The brainstorming exercise Saturday at Extraordinary Ventures on South Elliott Road was designed to take them outside the box, so they could share their visions of the town’s future in words and drawings.
Members spent much of the day in small groups, working through questions about their goals and how they can work together and with community partners. The work took on added importance with the election of a new mayor and three new council members in November.
The were several common goals, council members said, from a diverse and inclusive community, jobs and economic opportunity to having many ways to get around; affordable housing for everyone; and more public spaces and respect for the environment.
(Watch town leaders explain their visions at on.fb.me/1Q7lEt2.)
Council member Nancy Oates said her group was surprised that “so many of the visions involved taking care of others and that there was so much agreement on the big picture.”
The exercise gave council members a foundation for working together, member George Cianciolo said.
“I think part of it is we saw that there was a lot of agreement, and I also have seen some things on which we disagree,” he said. “I think where we’re going to see it is in the implementation stage. When we get to the place where we actually make decisions, there’s going to be more disagreement.”
There also were a few differences, including what it means to want density.
There may be different views of where and how much dense development to allow, member Jessica Anderson said.
An aging population also might need to live more densely, member Maria Palmer said, because having services nearby will allow them to continue living independently.
Council members also found agreement in their expectations for themselves. They should be prepared for meetings, members said, and not ambush each other or staff with new information. It’s important to act with integrity, compassion and respect, they said, but also to ask questions, be clear and stand firm in your convictions.
And be receptive to feedback, Anderson added.
“There are really important issues, and we’re all here because we want to work with the town,” she said, “so we really don’t have time to be nasty to each other or disrespectful to each other.”
Other questions included:
What are the council’s expectations of the mayor?
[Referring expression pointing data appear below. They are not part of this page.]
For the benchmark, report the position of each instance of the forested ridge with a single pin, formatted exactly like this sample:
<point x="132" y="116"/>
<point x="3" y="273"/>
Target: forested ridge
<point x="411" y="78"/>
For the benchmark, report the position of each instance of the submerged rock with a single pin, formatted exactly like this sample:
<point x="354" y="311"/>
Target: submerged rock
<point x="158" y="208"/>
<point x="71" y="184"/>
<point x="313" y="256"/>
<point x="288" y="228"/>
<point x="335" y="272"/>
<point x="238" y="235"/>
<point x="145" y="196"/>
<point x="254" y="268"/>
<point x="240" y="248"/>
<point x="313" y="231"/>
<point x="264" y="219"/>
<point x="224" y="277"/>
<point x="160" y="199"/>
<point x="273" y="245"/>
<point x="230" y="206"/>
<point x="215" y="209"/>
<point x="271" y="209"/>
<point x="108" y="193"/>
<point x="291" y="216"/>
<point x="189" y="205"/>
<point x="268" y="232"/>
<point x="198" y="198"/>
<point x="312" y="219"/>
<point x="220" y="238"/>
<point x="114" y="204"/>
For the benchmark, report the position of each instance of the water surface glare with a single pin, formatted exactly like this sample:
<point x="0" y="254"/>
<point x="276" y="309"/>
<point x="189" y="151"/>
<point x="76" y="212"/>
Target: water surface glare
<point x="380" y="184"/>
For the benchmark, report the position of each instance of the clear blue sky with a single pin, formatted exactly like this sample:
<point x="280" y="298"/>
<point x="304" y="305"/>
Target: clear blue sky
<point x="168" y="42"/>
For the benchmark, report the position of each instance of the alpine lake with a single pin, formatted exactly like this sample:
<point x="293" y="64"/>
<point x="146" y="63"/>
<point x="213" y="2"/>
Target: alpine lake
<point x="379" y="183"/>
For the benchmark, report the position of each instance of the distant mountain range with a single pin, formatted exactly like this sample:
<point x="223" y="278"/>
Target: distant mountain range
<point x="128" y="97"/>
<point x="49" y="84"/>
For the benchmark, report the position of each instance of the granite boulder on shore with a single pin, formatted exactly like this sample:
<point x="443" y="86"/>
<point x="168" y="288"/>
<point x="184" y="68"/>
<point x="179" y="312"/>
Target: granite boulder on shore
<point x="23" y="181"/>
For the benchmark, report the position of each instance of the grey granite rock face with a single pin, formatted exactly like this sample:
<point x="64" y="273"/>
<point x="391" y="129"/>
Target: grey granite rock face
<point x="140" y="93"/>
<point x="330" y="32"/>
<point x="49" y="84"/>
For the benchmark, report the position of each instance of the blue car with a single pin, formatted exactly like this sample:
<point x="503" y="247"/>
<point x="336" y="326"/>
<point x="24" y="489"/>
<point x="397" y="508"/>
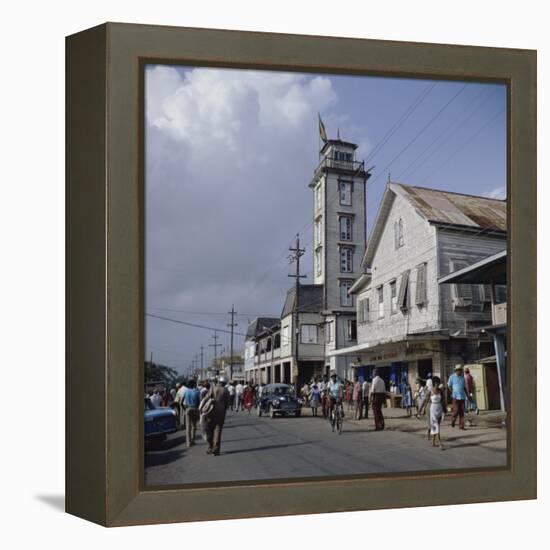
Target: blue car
<point x="279" y="399"/>
<point x="159" y="421"/>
▪ Work with partners behind scenes
▪ Manage and build consensus at debates and meetings
▪ Look for best practices and participate in conferences, bring back ideas from experts
▪ Keep council updated on what’s happening and timely issues
What are the council’s expectations of town staff?
▪ Be a consultant, offering options, resources and feedback
▪ Follow directions and let council know what they need
▪ Speak up if it’s beyond staff capability or the town’s authority
▪ Manager should hire and effectively manage the best professional staff
What needs to be resolved?
The council identified its big-picture goals for the next two years. Members will review their progress next year and move forward from there. Next steps include:
▪ Decide how non-auto transportation should look
▪ Get the public involved and reconcile the differences
▪ Identify the stakeholders, funding and available tools
▪ Capitalize on advantages, and address disadvantages
▪ Decide what to preserve
What are the tools for development?
▪ An analysis and map of bus, pedestrian, bicycle and other, existing transportation
▪ Better data about housing, the type of development needed, and information and solutions from UNC
▪ A comprehensive land-use plan
▪ Better, more proactive outreach to public
▪ Specific zoning for some areas and preservation of others
▪ Enforce ordinances before getting complaints
Share your views
The mayor and council made it clear that the best way to get in touch with them is via email. Find their group and individual email addresses online at bit.ly/1Q2EykR.
Mayor Pam Hemminger said she’s trying to answer emails within 24 hours, with the help of mayoral aide Jeanne Brown.
“When people usually write to us, they’re usually frustrated,” Hemminger said. “The intent is to let them know what the facts are and tell them how they can advocate for their position.”
You also can speak at council meetings; a calendar is posted at bit.ly/1SjGjk6. You typically get three minutes to talk about a specific topic or anything else that’s on your mind.